# Statistical Distribution Infrastructure
- Custom distributions, Distribution fitting, Method of moments
- Real examples: Custom probability models, Parameter estimation

In [None]:
import numpy as np
from scipy import stats
import matplotlib.pyplot as plt
print('Distribution infrastructure module loaded')

## Distribution Class Structure

**Base classes**:
- `rv_continuous`: Continuous distributions
- `rv_discrete`: Discrete distributions

**Key methods**: pdf, cdf, ppf, rvs, fit, stats

In [None]:
print('Built-in Distribution Methods\n')

# Normal distribution
norm = stats.norm(loc=10, scale=2)

print('scipy.stats.norm methods:')
print(f'  pdf(x): Probability density')
print(f'  cdf(x): Cumulative distribution')
print(f'  ppf(q): Quantile (inverse CDF)')
print(f'  rvs(n): Random samples')
print(f'  fit(data): Parameter estimation')
print(f'  stats(): Mean, variance, skew, kurtosis\n')

# Demonstrate
x = 12
print(f'At x={x}:')
print(f'  pdf({x}) = {norm.pdf(x):.6f}')
print(f'  cdf({x}) = {norm.cdf(x):.6f}')
print(f'  P(X ≤ {x}) = {norm.cdf(x)*100:.2f}%\n')
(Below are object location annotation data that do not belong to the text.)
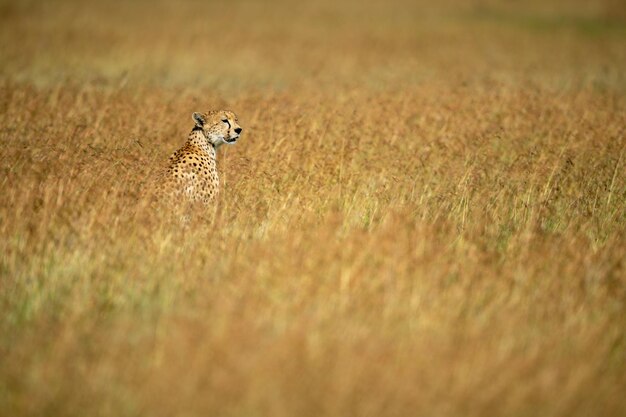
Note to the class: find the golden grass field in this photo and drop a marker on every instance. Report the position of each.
(425, 214)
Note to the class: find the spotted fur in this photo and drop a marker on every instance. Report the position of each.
(191, 175)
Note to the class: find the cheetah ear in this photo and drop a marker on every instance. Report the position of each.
(198, 118)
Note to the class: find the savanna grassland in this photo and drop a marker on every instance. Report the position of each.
(425, 214)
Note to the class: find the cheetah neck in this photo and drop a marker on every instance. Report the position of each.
(198, 138)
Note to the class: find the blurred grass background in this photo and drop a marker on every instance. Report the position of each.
(425, 215)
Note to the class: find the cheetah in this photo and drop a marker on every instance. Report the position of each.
(191, 175)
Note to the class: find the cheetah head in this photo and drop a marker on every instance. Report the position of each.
(219, 127)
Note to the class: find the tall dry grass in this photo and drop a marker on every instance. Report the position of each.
(425, 215)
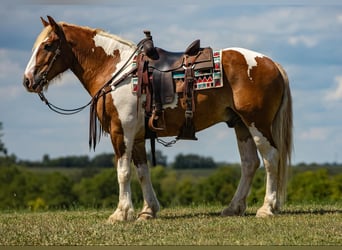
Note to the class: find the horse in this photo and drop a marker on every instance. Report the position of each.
(255, 100)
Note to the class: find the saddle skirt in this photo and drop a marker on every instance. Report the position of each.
(169, 71)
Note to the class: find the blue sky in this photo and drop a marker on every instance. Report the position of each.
(304, 36)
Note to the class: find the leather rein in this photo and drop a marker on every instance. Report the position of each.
(106, 88)
(102, 91)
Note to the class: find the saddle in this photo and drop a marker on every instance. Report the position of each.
(156, 76)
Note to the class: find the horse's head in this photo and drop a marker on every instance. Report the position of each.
(49, 58)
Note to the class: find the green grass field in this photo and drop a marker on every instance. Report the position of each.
(198, 225)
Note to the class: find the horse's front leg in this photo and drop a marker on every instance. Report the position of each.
(151, 204)
(125, 210)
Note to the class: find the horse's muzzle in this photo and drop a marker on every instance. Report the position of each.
(33, 84)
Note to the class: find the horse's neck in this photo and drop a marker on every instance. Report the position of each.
(97, 64)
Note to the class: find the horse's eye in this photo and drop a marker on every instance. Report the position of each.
(48, 47)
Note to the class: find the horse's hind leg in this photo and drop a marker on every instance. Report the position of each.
(270, 155)
(151, 204)
(249, 164)
(124, 210)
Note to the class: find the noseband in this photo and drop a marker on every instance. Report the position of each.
(42, 80)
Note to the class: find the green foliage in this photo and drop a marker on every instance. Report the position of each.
(193, 161)
(100, 190)
(20, 188)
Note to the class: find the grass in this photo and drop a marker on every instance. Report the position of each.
(198, 225)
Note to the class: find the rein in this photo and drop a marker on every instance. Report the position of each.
(106, 88)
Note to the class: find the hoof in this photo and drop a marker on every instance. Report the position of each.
(120, 215)
(264, 212)
(231, 211)
(143, 216)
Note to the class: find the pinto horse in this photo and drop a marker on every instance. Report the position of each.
(255, 99)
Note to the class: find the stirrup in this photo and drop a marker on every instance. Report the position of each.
(155, 118)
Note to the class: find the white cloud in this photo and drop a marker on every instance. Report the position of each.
(302, 39)
(315, 133)
(335, 94)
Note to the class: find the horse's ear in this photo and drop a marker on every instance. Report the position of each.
(45, 23)
(56, 28)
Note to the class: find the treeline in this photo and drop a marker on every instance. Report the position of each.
(21, 188)
(105, 160)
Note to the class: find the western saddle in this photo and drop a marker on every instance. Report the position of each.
(156, 68)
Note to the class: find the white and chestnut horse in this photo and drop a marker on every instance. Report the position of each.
(255, 99)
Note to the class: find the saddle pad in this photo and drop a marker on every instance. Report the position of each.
(204, 78)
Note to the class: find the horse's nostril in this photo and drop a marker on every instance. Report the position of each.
(26, 82)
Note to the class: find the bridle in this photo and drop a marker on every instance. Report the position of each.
(43, 76)
(101, 92)
(106, 88)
mean, var = norm.stats(moments='mv')
print(f'Distribution statistics:')
print(f'  Mean: {mean:.2f}')
print(f'  Variance: {var:.2f}')

## Creating Custom Distributions

**Method**: Subclass `rv_continuous` or `rv_discrete`
**Override**: `_pdf`, `_cdf`, `_ppf`, etc.

In [None]:
print('\nCustom Distribution Example\n')

class triangular_gen(stats.rv_continuous):
    """Triangular distribution on [0, 1]"""
    
    def _pdf(self, x):
        # Triangle: peak at x=0.5
        return np.where(x < 0.5, 4*x, 4*(1-x))
    
    def _cdf(self, x):
        return np.where(x < 0.5, 2*x**2, 1 - 2*(1-x)**2)
    
    def _ppf(self, q):
        return np.where(q < 0.5, 
                       np.sqrt(q/2),
                       1 - np.sqrt((1-q)/2))

# Create instance
triangular = triangular_gen(a=0, b=1, name='triangular')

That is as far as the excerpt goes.